Preheat oven to 350*F. Uncover dough; place dough circles on a baking sheet lined with parchment paper. Arrange half of the strawberries in a pinwheel pattern in one of the dough circles, starting in the middle and forming concentric circles of strawberries, leaving a 2-inch border. Repeat with the second dough circle and remaining berries. 


Fold up the edges of the dough circles over the berries, crimping to seal. Lightly brush the pastry with the beaten egg white. Sprinkle the two rounds with the raw sugar. 


Bake for 45 minutes or until golden brown. 

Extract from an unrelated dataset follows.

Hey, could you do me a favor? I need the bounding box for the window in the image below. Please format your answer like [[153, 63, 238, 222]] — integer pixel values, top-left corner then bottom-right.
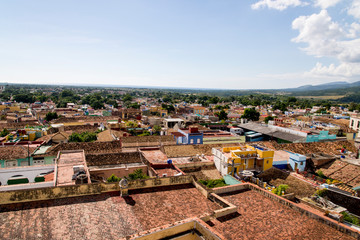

Red Lobster Cheddar Biscuits
(This recipe is AMAZING. They totally taste just like the Red Lobster ones. This will make 12 large biscuits.)


Biscuits:
2 cups all-purpose flour
1 tbsp baking powder
1/4 tsp garlic powder
1/2 tsp salt
2 tbsp shortening
3 tbsp butter, cold
1 cup buttermilk (Or 1 cup milk and 1 1/2 tsp vinegar, let them sit together until little bubbles appear on the top, about 10 minutes.)
1 1/4 cups grated sharp cheddar cheese


Buttery Topping:
3 tbsp melted butter
1/4 tsp dried parsley flakes
3/4 tsp garlic powder
pinch of salt


Preheat oven to 425*F. In a medium bowl, combine flour, baking powder, garlic powder and salt. Cut in shortening and butter until coarse crumbs are formed. Lightly mix in grated cheese. Mix in buttermilk just until moist (dry spots here and there are ok - the biscuits will be tough if they are over mixed). Drop the biscuits onto a greased or lined baking sheet. Bake for 12-14 minutes, until browned and golden. While the biscuits are baking, in a small bowl combine butter, parsley, garlic powder and salt. Right when the biscuits come out of the oven, brush the butter-herb mixture over the biscuits evenly or dip the biscuits directly in the butter mixture. Serve immediately. (I reheated a couple in the toaster oven the next night after being in the fridge and they were still pretty good.)




1 comment:

  1. I've been so inspired by your strawberry harvest I went out and bought two plants just yesterday. I know we won't have much this year, but I can't wait for next! And this tart sounds amazing!